Office of the Vice President for Global Communications

Tuesday, April 27, 2010

Senate Assembly endorses changes to faculty grievance policy

The Senate Assembly on Monday endorsed a new model policy for resolving faculty grievances, including a provision that hearing panels draw a majority of their members from outside the unit in which the issue arose.

The policy will serve as a model for the grievance procedures adopted by each U-M school or college. Provost Teresa Sullivan and the Senate Advisory Committee on University Affairs also have endorsed the policy.

"The revised procedure was designed to make the process both more comprehensible to the participants and more efficient. It is designed to ensure prompt and fair resolution of grievances," says Christina Whitman, vice provost for academic and faculty affairs.

A key revision calls for two of the three tenured faculty members on each Grievance Hearing Board (GHB) to be from outside the academic unit where the grievance originated; the third comes from inside the unit. The previous policy called for hearing boards with two members from within the unit and the third from another unit.

The change was proposed to ease fears that insiders would have prior knowledge of the grievance or that they could be subject to “negative repercussions” by unit administrators, says Theodore St. Antoine, a former Law School dean who chaired the 12-member task force that proposed the revised procedure.

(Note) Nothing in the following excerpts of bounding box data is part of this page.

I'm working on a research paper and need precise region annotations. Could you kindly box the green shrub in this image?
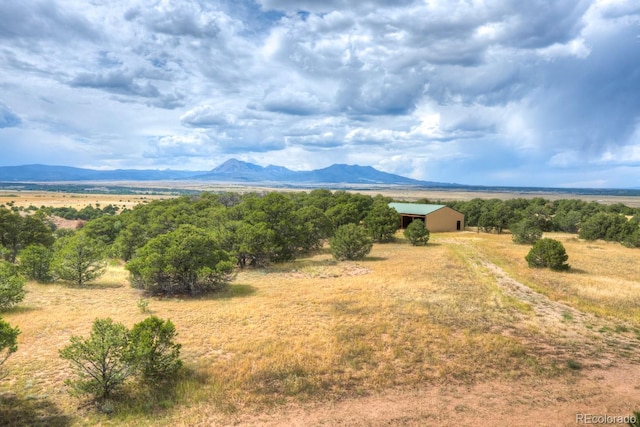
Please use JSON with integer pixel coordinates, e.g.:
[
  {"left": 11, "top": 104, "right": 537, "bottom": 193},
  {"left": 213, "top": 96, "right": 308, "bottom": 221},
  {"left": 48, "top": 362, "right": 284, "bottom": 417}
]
[
  {"left": 525, "top": 239, "right": 569, "bottom": 271},
  {"left": 329, "top": 224, "right": 373, "bottom": 261},
  {"left": 403, "top": 219, "right": 430, "bottom": 246},
  {"left": 60, "top": 316, "right": 182, "bottom": 402},
  {"left": 0, "top": 318, "right": 20, "bottom": 378},
  {"left": 19, "top": 245, "right": 53, "bottom": 283},
  {"left": 60, "top": 318, "right": 135, "bottom": 401},
  {"left": 129, "top": 316, "right": 182, "bottom": 384},
  {"left": 126, "top": 225, "right": 234, "bottom": 295},
  {"left": 52, "top": 232, "right": 107, "bottom": 286},
  {"left": 510, "top": 219, "right": 542, "bottom": 245},
  {"left": 0, "top": 260, "right": 25, "bottom": 311}
]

Another change is that SACUA will be the final appeal on issues of “grievability” — whether a complaint meets the criteria for a grievance hearing. Under the former model, the grievance board decided whether an issue is grievable.

The revised policy is the culmination of a process that began in 2007 when a SACUA task force laid out what it considered to be several deficiencies in the grievance system. Following that report, Provost Teresa Sullivan appointed a series of two task forces to look into the procedure and suggest revisions.

The grievance process provides for redress when a department, school or other unit at the Ann Arbor campus takes action concerning a faculty member’s conditions of employment that he or she believes violates university policy or is otherwise “manifestly unfair.” It would apply to tenured, tenure-track, clinical or research faculty. It would not apply to adjunct or visiting faculty or lecturers.

In other action, the Senate Assembly also adopted a resolution calling on the administration to alter the way universitywide committees charged with health care and retirement benefits issues are formed and operate.

The resolution urges that committee members be appointed based upon “the recommendations of the respective segments of the University community,” and that the committees “function in an open style that promotes dialogue and communication, and encourages outside inputs.”